Indigenous women from Mesoamerica discuss possible risk management routes in the face of natural disasters caused by climate change

Sep 28, 2021 | News

  • Indigenous women, guardians of ancestral knowledge, have a critical role to play in the global battle against climate change. 
  • There must be direct funding for indigenous peoples and forest communities to compensate for the environmental services they provide to the planet by caring for the forests.
  • Governments need to reformulate their relationships with indigenous peoples based on equity and recognition of their ancestral knowledge.

These were some of the conclusions originated in the International Workshop “Losses and damages due to the impact of hurricanes and other extreme events on the livelihoods of indigenous peoples and local communities.” (Linked to the Paris Agreement and the Warsaw Mechanism). This workshop was organized by the Coordinator of Territorial Women Leaders of Mesoamerica (CMLT) of the Mesoamerican Alliance of Peoples and Forests this September 21 to provide a dialogue between relevant actors in the region to address the impact of climate change on indigenous and forest communities from equity.

Losses and damages

Globally, 1.7 billion people have been affected by extreme events, and in 2020 alone, 30 million people have been moved by environmentally-related events such as floods, hurricanes, droughts, and sea-level rise. 

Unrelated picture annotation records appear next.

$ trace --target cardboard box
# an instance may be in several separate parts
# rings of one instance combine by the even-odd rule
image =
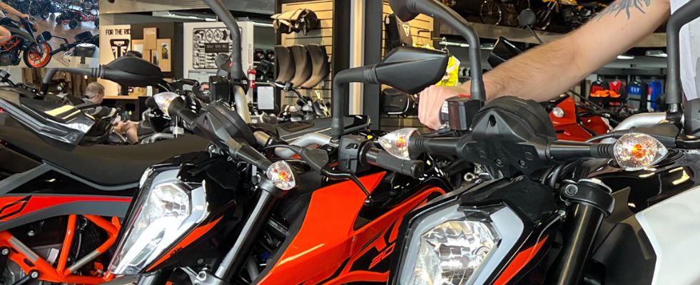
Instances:
[[[143,49],[158,48],[158,28],[143,28]]]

Ritu Bahardwaj, Research Fellow at the International Institute for Environment and Development (IIED), commented that natural disasters affecting the region are of unprecedented frequency and magnitude and, lacking similar experiences, communities cannot be fully prepared to deal with them, especially, without resources. “When multiple disasters happen, one after another, communities can no longer cope. For example, if they were prepared for the hurricane to happen once a year, and this time it happens two or three times, communities are faced with unknown and extremely difficult situations. Even in a positive scenario in terms of mitigation, climate change is already happening: there is loss and damage. Communities are already being displaced. We have to create new strategies.” 

According to this, Nancy Cambell, First Vice President of Costa Rica, recommended that the following actions be taken:

Governments and the international community must generate differentiated strategies – according to the particularities of each territory – to reduce losses and damages directly related to climate change impacts. So far, the slow response and the lack of financing leave communities in a situation of exclusion and vulnerability”.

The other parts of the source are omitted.